I had an interesting conversation yesterday. A fellow I've known for sometime stopped in to the office. Said he wanted to see what was for sale in a specific price range and to "pick my brain" about the state of the real estate market in the Pemaquid Point area.
Well the picking of the brain didn't take too long, some will tell you there isn't that much up there anyway, but we did have a lot of properties to look at and I ran the whole list complete with pictures and related data off of the MLS site and printed them for him. His plan was to "drive by" these properties and check them out just so he'd be familiar with them but he made it plain that he had no intention of buying at this time. You see "he knows" that the market is going to go down further and he'll get a better deal in the future. "He knows" the market has not hit bottom and he has no intention of buying until it does so.

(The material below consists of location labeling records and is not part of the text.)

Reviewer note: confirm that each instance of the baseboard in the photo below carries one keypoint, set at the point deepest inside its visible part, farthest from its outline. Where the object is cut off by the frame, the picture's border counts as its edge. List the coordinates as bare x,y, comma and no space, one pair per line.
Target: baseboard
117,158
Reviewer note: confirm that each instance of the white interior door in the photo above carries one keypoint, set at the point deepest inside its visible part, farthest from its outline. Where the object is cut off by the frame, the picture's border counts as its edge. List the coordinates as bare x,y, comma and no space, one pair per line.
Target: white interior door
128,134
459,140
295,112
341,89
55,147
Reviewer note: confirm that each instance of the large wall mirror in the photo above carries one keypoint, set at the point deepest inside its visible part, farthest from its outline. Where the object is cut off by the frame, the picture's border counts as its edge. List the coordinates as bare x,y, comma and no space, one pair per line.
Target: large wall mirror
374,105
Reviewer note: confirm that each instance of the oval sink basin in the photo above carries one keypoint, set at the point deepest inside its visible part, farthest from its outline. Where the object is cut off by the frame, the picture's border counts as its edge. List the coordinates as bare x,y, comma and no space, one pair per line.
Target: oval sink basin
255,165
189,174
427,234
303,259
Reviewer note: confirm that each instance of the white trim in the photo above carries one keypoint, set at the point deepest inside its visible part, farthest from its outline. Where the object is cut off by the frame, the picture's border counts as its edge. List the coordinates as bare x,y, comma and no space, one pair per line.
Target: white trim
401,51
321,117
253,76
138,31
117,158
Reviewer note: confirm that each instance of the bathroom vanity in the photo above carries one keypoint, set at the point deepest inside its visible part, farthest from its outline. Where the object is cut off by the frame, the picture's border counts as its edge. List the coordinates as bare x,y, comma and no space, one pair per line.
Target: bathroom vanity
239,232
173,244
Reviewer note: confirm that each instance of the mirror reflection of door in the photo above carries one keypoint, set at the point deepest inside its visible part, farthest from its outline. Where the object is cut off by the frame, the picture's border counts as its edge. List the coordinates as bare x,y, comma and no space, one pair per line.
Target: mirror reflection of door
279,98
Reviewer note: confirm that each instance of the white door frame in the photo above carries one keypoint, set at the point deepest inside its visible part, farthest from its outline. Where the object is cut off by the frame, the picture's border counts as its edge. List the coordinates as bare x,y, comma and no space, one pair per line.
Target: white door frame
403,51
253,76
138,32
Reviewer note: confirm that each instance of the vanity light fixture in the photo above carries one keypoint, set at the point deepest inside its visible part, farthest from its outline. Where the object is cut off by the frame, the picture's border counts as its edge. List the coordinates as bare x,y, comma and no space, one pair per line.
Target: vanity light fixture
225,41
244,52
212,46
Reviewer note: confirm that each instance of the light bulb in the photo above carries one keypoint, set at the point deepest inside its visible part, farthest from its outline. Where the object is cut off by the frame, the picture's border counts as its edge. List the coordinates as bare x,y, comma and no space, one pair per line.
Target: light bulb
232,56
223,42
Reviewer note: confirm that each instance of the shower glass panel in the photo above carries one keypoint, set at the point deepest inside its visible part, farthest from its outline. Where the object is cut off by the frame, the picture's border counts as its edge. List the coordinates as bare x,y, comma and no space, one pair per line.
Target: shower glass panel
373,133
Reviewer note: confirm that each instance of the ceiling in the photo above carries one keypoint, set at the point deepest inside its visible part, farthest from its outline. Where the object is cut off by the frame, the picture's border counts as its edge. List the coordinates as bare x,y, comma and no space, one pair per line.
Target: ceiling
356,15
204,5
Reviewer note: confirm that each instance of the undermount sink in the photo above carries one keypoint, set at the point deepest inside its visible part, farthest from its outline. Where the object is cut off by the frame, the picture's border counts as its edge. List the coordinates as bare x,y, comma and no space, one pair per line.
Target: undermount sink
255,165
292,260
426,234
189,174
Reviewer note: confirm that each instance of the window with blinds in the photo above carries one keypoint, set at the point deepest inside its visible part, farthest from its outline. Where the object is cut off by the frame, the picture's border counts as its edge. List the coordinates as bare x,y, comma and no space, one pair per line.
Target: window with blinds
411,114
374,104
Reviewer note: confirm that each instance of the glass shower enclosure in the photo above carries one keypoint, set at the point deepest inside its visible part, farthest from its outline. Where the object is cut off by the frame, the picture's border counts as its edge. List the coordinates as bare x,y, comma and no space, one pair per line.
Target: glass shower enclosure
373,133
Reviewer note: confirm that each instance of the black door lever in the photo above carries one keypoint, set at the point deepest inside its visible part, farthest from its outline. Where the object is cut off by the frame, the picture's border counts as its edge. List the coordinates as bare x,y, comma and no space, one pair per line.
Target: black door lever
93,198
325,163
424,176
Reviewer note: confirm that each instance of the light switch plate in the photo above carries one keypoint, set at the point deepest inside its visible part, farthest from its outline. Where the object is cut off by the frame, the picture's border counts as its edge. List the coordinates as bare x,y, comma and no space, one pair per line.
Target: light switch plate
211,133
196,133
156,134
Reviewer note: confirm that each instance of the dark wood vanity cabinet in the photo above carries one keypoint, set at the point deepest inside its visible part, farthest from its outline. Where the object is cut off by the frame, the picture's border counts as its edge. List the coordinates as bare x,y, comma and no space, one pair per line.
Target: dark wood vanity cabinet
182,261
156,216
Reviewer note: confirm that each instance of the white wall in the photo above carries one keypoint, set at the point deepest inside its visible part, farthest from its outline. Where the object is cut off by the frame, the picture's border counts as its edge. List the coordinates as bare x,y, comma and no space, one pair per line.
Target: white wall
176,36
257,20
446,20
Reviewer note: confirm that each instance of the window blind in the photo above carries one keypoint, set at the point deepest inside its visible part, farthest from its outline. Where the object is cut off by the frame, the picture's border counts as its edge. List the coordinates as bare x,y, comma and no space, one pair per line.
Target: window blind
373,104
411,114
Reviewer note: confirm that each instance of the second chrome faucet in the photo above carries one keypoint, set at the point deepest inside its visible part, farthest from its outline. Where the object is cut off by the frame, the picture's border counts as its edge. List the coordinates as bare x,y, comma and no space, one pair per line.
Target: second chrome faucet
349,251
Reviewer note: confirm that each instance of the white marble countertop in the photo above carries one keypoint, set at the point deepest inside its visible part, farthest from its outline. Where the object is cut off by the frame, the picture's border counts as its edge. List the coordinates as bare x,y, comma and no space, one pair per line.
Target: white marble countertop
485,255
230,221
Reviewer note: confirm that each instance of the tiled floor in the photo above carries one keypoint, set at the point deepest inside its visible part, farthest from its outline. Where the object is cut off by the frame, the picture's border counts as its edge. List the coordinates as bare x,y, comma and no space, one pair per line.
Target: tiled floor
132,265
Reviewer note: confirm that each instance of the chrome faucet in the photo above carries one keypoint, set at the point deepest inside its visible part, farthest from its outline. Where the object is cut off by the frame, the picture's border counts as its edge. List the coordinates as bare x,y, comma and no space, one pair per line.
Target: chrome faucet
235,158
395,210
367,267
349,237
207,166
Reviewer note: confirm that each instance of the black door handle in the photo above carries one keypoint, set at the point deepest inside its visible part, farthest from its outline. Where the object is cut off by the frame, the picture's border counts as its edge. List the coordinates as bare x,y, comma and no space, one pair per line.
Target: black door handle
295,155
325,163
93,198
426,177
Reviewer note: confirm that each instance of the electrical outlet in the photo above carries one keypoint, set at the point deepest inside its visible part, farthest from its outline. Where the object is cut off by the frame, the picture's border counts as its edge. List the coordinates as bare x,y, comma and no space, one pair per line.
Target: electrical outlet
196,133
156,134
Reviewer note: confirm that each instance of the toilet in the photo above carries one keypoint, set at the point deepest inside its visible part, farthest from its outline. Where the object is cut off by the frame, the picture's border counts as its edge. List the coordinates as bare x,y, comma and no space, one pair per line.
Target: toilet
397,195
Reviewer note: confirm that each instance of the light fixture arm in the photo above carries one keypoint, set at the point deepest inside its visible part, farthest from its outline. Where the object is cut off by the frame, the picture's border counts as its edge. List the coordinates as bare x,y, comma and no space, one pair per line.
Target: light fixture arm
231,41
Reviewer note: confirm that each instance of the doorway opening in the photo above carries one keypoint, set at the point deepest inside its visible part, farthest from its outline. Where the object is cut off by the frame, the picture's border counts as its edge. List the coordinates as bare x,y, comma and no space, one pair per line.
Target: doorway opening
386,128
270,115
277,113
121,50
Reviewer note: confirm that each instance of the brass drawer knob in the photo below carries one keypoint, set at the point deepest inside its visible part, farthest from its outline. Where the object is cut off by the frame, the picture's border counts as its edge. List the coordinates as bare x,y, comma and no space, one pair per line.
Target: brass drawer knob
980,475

Now what you need to know about my friend is that in his former life he was an engineer. You may have heard that old saying about engineers; that if one person says the glass is half full and one person says the glass is half empty, the engineer says the glass was built too big. The point being that engineers tend to over think things.
I'm afraid he is going to get burned trying to time the bottom of the market. Whether or not we've hit bottom remains to be seen. We won't know where the bottom was until we're quite a ways past it. Just as we didn't know where the top of the market was when we were there. No one makes an announcement and says"today is the bottom, prices go up tomorrow". Years after the fact a government office or a trade organization will compile some statistics and tell us how long of a recession we were in, when the stock market went from bull to bear and back to bull and where the real estate market bottomed. Unlike the other two the real estate market is trickier. There is a mythological "national real estate market" that doesn't really exist. Each market area is its own separate market with it's own set of dynamics and factors that determine value. Sure interest rates and activity from other areas impact it but no two markets react exactly the same, unlike say the Dow Jones industrial average or the oil spot market.
My humble opinion is that the mid coast Maine real estate market has already turned. It's almost imperceptible right now. Just as at the moment the tide turns you can't tell. but it has turned. Here at Newcastle Square Realty we've certainly seen an upswing in calls and inquiries over the past 2 months. We've shown more homes, we've written more contracts, we've scheduled more closings. Are the statistics reflecting this? No not quite yet. It takes time for these things to show up in the stats. Rare is the property that closes less than 45 days after going under contract. But in the late fall as big bank after big bank was going under and Congress was debating different "rescue' plans and politicians were running for office, the things that are happening now were not happening.
Many of the better quality properties that saw big drops in price have already been sold in these past 2 months. There are still a lot of properties on the market and that does depress prices. But many of those that are out there have been on a long time and represent Sellers who have not made the mental shift to the new market reality. In other words they are priced for 2007 not 2009. By and large, those properties that have come on the market in the last 6 months have been realistically priced and a greater percentage of them have sold.
Interest rates are at a 50 year low. The government is giving first time home buyers an $8,000.00 tax credit that doesn't need to be re payed when they sell. Prices are at a 10 year low. Trying to time the market under those circumstances is...well as I gently tried to tell my friend, not a wise mans game.
Everyone in this business knows Sellers who got burned by holding on for a high price or pricing even higher than the market after what we now know was the peak. And everyone in this business is going to know a Buyer who tried to time the market and missed a good deal because they thought prices would go just a little bit lower. They may get a low price but they will miss the better properties or wind up with a higher interest rate or as I'm afraid will happen to my friend, have "analysis paralysis" and wind up doing nothing.
Right now is a very good time to buy property in Lincoln County, Maine. The glass is half full.